L’antre maternel

Ce fut l’un de ces mauvais lieux minables qui n’ont pas de façade sur la rue, mais qui s’ouvrent dans la pénombre puante des arrière-cours. La désolation de l’endroit le rassurait. C’était, pour ainsi dire, un paysage spirituel qui s’offrait là, de débauche misérable, de crasse illuminée de rires éraillés et de tendresse factice. Les oripeaux de ces dames se ramenaient à peu de chose : une paire de bas noirs, des froufrous avachis. Quelques-unes, complètement nues, somnolaient ou fumaient sur des sofas élimés – vastes corps bouffis, seins ballottants, pubis exubérants, cuisses veinulées et cireuses couvrant de leurs replis la fondrière du sexe : une assemblée ou un ramassis de mères plus encore que de femmes, aux chairs violacées et fortes de cadavres surchauffés. Mais telle était la voie, le seuil était franchi, telle était l’étape sur la voie – et le grand moment de solitude du désir impartageable.

Quand le jeune homme correct et dur fit son apparition dans le salon, les puissantes femelles vinrent en nombre le cueillir. Elles s’empressèrent, jacassèrent, ondulèrent, dispensant sans réserve leurs moites caresses et leurs baisers lécheurs. Et lui, béat, comme jamais, d’être enfin proie, se laissa étendre et se laissa prendre, dans le roulis des chaleurs et des senteurs et dans l’infinie profusion des chairs. Il fut bercé, noyé, enfoui, dissous, annulé, sucé jusqu’à la moelle, rendu jusqu’à la gorge, laminé dans les cavernes du cerveau. Il n’aurait pu dire laquelle des femmes l’avait violé. S’il avait appartenu, ce n’avait été qu’à la marée déferlante des embrassements, enlacements, étreintes et mises à plat des organes et des membres, dans la charge poussée des groins et des croupes : toute une nuit, de la première à la dernière heure – et une enfance balayée dans le suint et l’ahan. La meute maternelle l’avait d’un coup assailli et ravagé. Il était, à présent, une béance et une loque, rien moins qu’un petit mâle au zénith.

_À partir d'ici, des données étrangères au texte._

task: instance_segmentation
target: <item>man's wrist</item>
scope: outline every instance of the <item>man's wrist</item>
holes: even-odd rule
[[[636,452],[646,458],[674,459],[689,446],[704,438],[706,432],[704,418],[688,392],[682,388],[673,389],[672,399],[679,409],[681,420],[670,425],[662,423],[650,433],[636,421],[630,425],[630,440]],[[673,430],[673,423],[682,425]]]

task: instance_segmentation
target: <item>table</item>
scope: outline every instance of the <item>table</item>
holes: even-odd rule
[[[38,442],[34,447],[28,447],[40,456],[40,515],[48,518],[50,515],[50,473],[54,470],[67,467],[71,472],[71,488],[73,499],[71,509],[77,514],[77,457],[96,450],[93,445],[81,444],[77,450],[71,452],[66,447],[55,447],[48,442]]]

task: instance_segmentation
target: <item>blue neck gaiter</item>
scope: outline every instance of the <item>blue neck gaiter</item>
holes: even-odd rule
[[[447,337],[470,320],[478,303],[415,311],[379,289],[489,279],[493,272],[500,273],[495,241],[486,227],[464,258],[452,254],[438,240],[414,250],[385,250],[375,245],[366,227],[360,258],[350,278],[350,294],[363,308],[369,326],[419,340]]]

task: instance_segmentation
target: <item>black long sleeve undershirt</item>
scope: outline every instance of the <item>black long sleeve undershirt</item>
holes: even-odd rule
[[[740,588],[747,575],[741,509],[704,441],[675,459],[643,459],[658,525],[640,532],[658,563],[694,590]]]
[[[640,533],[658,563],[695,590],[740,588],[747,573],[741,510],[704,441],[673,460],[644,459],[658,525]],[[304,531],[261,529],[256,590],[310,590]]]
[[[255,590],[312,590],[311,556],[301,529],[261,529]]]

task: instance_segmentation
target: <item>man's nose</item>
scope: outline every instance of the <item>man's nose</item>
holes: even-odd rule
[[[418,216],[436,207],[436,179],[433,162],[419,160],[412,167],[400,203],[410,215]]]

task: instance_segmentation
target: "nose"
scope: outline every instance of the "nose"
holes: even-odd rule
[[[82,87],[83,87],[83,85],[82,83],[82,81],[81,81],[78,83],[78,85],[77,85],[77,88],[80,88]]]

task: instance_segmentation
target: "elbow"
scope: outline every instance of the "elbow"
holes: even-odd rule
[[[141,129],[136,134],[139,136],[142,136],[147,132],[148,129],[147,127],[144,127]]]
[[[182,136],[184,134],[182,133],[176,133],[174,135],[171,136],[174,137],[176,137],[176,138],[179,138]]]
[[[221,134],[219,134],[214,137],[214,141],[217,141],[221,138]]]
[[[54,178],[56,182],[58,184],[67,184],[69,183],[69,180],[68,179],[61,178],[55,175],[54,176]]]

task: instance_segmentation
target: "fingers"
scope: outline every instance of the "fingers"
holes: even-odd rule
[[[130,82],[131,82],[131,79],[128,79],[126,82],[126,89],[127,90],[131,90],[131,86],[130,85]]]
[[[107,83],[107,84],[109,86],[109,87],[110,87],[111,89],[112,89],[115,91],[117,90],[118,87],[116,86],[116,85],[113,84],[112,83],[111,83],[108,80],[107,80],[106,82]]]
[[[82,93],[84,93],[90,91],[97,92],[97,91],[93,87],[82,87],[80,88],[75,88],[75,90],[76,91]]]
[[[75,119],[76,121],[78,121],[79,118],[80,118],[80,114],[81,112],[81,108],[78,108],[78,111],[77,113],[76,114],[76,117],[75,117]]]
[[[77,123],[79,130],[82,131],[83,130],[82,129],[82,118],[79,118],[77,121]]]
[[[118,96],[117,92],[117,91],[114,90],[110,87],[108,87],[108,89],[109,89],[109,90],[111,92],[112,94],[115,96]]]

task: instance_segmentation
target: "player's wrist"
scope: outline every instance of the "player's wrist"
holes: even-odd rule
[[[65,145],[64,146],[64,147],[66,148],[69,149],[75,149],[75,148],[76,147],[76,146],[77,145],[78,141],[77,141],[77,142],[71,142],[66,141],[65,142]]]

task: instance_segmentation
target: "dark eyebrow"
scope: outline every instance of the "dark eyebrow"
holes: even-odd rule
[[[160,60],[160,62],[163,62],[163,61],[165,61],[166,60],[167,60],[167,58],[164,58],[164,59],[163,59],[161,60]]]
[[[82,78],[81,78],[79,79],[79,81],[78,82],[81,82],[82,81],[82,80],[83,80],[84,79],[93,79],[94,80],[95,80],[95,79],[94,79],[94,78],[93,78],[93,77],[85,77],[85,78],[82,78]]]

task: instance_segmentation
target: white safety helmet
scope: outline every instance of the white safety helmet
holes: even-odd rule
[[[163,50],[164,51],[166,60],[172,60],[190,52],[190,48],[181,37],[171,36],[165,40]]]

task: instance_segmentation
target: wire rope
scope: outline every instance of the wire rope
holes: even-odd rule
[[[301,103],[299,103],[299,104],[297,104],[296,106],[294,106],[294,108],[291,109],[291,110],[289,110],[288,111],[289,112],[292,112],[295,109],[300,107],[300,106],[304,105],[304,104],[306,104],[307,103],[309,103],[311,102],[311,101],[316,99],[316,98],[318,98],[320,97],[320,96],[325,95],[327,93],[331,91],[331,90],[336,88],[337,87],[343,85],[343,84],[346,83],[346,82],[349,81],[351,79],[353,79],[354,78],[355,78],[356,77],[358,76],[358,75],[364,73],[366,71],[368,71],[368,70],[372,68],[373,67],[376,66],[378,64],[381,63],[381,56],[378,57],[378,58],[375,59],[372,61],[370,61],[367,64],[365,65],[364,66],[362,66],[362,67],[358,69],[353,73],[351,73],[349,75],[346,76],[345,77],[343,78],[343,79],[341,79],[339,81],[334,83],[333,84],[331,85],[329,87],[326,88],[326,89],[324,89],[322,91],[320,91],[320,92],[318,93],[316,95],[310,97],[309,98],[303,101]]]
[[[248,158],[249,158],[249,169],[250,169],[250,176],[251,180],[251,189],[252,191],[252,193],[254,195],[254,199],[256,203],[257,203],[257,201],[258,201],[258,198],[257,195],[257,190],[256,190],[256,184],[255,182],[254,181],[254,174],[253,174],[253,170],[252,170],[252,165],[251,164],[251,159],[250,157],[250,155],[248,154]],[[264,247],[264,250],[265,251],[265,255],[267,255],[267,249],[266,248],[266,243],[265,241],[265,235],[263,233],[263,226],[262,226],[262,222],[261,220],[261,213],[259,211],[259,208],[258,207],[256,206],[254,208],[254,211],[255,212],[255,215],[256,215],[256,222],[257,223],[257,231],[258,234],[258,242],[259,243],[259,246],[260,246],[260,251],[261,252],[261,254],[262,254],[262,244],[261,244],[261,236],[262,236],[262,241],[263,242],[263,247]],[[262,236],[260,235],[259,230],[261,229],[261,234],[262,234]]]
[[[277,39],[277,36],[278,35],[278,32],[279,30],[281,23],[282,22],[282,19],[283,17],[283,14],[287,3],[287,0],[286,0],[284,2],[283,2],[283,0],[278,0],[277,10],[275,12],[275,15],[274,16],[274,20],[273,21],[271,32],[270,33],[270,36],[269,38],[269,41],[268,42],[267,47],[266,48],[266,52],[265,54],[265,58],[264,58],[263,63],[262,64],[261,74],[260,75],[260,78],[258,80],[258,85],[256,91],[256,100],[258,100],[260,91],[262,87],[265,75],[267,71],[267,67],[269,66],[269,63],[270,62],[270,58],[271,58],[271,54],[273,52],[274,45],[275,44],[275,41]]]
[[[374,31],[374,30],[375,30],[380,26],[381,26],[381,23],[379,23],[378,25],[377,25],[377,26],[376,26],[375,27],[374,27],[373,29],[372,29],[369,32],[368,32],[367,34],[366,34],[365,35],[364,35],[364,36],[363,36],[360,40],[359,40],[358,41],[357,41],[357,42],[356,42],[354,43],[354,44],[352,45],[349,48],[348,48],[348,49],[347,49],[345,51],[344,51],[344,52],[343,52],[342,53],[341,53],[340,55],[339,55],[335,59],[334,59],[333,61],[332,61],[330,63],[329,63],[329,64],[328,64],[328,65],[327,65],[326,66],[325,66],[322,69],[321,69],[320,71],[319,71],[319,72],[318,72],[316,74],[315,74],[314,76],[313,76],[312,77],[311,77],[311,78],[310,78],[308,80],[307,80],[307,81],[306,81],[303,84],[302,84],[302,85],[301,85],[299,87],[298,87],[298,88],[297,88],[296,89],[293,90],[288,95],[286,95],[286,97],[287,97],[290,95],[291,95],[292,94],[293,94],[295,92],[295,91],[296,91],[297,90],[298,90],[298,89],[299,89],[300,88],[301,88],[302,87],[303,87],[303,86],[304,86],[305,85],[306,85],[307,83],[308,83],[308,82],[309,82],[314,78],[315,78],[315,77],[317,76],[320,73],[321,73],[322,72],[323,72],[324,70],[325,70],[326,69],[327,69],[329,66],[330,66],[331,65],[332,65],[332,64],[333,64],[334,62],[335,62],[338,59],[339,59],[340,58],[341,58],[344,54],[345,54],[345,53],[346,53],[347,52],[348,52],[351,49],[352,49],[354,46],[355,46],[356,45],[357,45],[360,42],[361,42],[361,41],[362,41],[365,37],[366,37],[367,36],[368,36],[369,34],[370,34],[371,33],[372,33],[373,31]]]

Il ne sortit de là, à l’aube des ectoplasmes et des embryons, que pour revenir, les nuits suivantes, avec l’obstination véhémente d’un stupéfié. Il avait, soudain, et entièrement, découvert l’autre drogue, celle qui roulait dans son flux les constructions éblouies de l’alcool et qui le ramenait à la stupeur et à la torpeur des origines – le sexe hors de beauté, le rut hors de sentiment, le spasme extatique hors de toute contemplation. Et tout comme il affectionnait les boissons incendiaires qui torturent le goût sans le remplir, il se soumit à des vulves excessives qui le malaxèrent tout entier et l’épuisèrent sans jamais entamer ce noyau de virginité autour duquel son cœur s’était construit et qui s’exprimait plus lumineusement que jamais dans les poèmes de rêve et de folie qu’il écrivait pour sa sœur et dont il lui envoyait, de loin en loin, pour la frapper au centre, quelques vers hermétiques d’une musique chargée de mélancolie.

Claude Louis-Combet, Blesse, ronce noire, Paris, José Corti, coll. « Les massicotés », 2004, pp.45-46.